Précisément, l'expérience semble pour l'instant avoir tourné court puisque l'entrée de la Porte des Lions est fermée par manque de personnel.....

c) Les fermetures de salles

Pour mesurer le niveau d'ouverture des salles, le Louvre distingue deux indicateurs que sont le taux de fermeture des salles pour travaux, et le taux de fermeture des salles pour manque d'effectifs.

Ces indicateurs ont évolué depuis 1993 de la façon suivante

•  taux de fermeture pour travaux (la nature de ces travaux est illustrée pour les deux années les plus récentes par la nature des réaménagements qui ont affecté le département des antiquités égyptiennes -depuis fin novembre 1995 - et le département des antiquités grecques, étrusques et romaines) : 20,50% en 1993 ; 13,70% en 1994 ; 15,80% en 1995 ; 19,55% en 1996 ; 17,84% en 1997 ; 6,22% en 1998.

•  taux de fermeture pour effectifs insuffisants : 3,03% en 1993 ; 1,06% en 1994 , 2,66% en 1995 , 5,01% en 1996 ; 6,68% en 1997 ; 14,75% en 1998 ; 14,33% pour les sept premiers mois de 1999.

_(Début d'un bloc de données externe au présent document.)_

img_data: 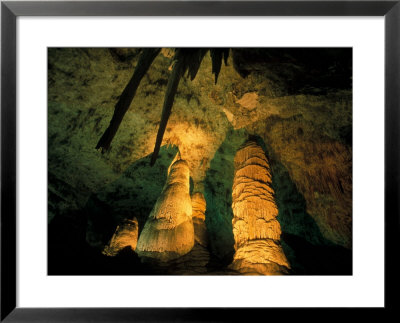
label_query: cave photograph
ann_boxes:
[48,48,352,275]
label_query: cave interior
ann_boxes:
[48,48,352,275]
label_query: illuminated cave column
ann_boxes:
[191,192,208,247]
[102,217,139,257]
[230,140,290,275]
[136,159,194,262]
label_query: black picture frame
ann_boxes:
[1,0,399,321]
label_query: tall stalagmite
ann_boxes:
[136,159,194,262]
[191,192,208,247]
[102,217,139,256]
[230,140,290,275]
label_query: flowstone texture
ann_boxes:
[230,141,290,275]
[136,159,194,262]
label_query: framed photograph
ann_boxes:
[1,0,398,321]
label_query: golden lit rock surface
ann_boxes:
[191,192,208,247]
[235,92,259,110]
[136,159,194,262]
[230,141,290,275]
[230,240,289,275]
[102,217,139,256]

Comme le relèvent ces chiffres, l'insuffisance des effectifs du musée s'accroît au fur et à mesure que les espaces muséographiques deviennent accessibles au public (en dépit du renfort de nombreux agents, ce fait est observable notamment depuis octobre et décembre 1997, dates respectives d'ouverture de certaines salles du département des antiquités orientales et des salles des antiquités égyptiennes et des antiquités grecques, étrusques et romaines).

Le musée attache une particulière attention à l'évolution de ces indicateurs. Malgré des gains de productivité très importants liés à une refonte des plannings des agents de surveillance, une amélioration de l'organisation du travail et des actions menées de façon continue pour lutter contre l'absentéisme, la fermeture de salles à laquelle le musée se trouve contraint entraîne de vives réactions de protestation du public le plus averti.

Dans ce contexte, pour organiser les ouvertures et fermetures de salles de façon à ce que le public puisse avoir au moins une information certaine sur ce qu'il pourra visiter, le musée a élaboré fin 1998 un nouveau dispositif mis en place à partir de janvier 1999.

Au lieu d'un ordre de priorité des fermetures, lequel aboutissait à ce que quelques espaces soient pratiquement toujours fermés, le dispositif prévoit que les fermetures soient effectuées par roulement hebdomadaire de différentes salles du musée. En contrepartie de ces fermetures organisées, les autres espaces sont impérativement ouverts.